Li Cunxin was jealous of Li Cunxiao and tried hard to impede all of Li Cunxiao's actions. In 891, when Li Cunxiao asked for permission to attack the warlord Wang Rong, Li Keyong initially agreed, but changed his mind when Li Cunxin advised against it. In 892, Li Cunxin was sent with Li Cunxiao for a joint attack on Wang, but as they deeply distrusted each other, neither attacked. Li Cunxin then falsely accused Li Cunxiao of being in communications with Wang. This led to Li Cunxiao's defection and eventual death.

In 896, Li Cunxin was allocated 30,000 men to reinforce the warlord cousins Zhu Xuan and Zhu Jin against Li Keyong's archenemy Zhu Wen. Instead, Li Cunxin stayed behind in Weizhou (魏州) and sent Li Siyuan to the front line with only 300 cavalrymen. Li Cunxin's soldiers were not disciplined and pillaged Weizhou, resulting in Weizhou/Bozhou's military governor Luo Hongxin turning against the Shatuo army and defeating Li Cunxin. Later Li Cunxin attacked Luo again and defeated Zhu Wen's general Ge Congzhou.

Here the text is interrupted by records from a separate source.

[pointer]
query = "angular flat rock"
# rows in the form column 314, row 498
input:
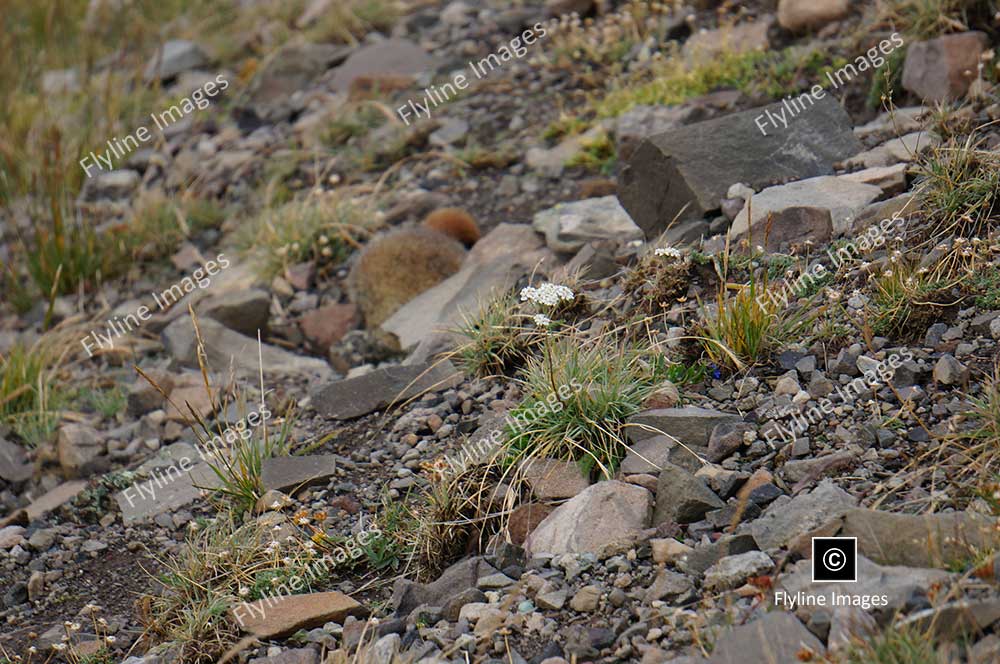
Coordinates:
column 551, row 479
column 463, row 575
column 690, row 425
column 813, row 209
column 569, row 226
column 508, row 253
column 293, row 472
column 176, row 56
column 918, row 540
column 14, row 466
column 903, row 586
column 605, row 517
column 225, row 347
column 44, row 504
column 786, row 520
column 942, row 69
column 280, row 616
column 378, row 389
column 168, row 489
column 681, row 497
column 389, row 56
column 777, row 638
column 695, row 165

In 897, Li Cunxin suffered a large defeat at the hands of Liu Rengong. Furious, Li Keyong almost executed him. Afterwards, Li Cunxin often used illness as an excuse to avoid battles. In 902, when Li Keyong's capital of Taiyuan was besieged by Zhu Wen's forces, Li Cunxin had proposed that they desert Taiyuan and flee to Yunzhou in the north, but Li Keyong decided against it. Li Cunxin died that year at the age of 40.

==In fiction==
Due to the role he played in Li Cunxiao's death, Li Cunxin was particularly vilified in the Yuan dynasty play "A Grieving Lady Deng Painfully Laments Cunxiao" (鄧夫人苦痛哭存孝) by Guan Hanqing, which was translated as "Death of the Winged-Tiger General" by Yang Hsien-yi and Gladys Yang in 1958. (Lady Deng was the name of Li Cunxiao's wife in the play.) In this fictional play, Li Cunxiao's death was entirely brought about by Li Cunxin and Kang Junli, who had him cruelly executed behind Li Keyong's back. Influential Ming dynasty novelist Luo Guanzhong's classic novel Romance of the End of Tang and Five Dynasties Histories (殘唐五代史演義) was also based on this account.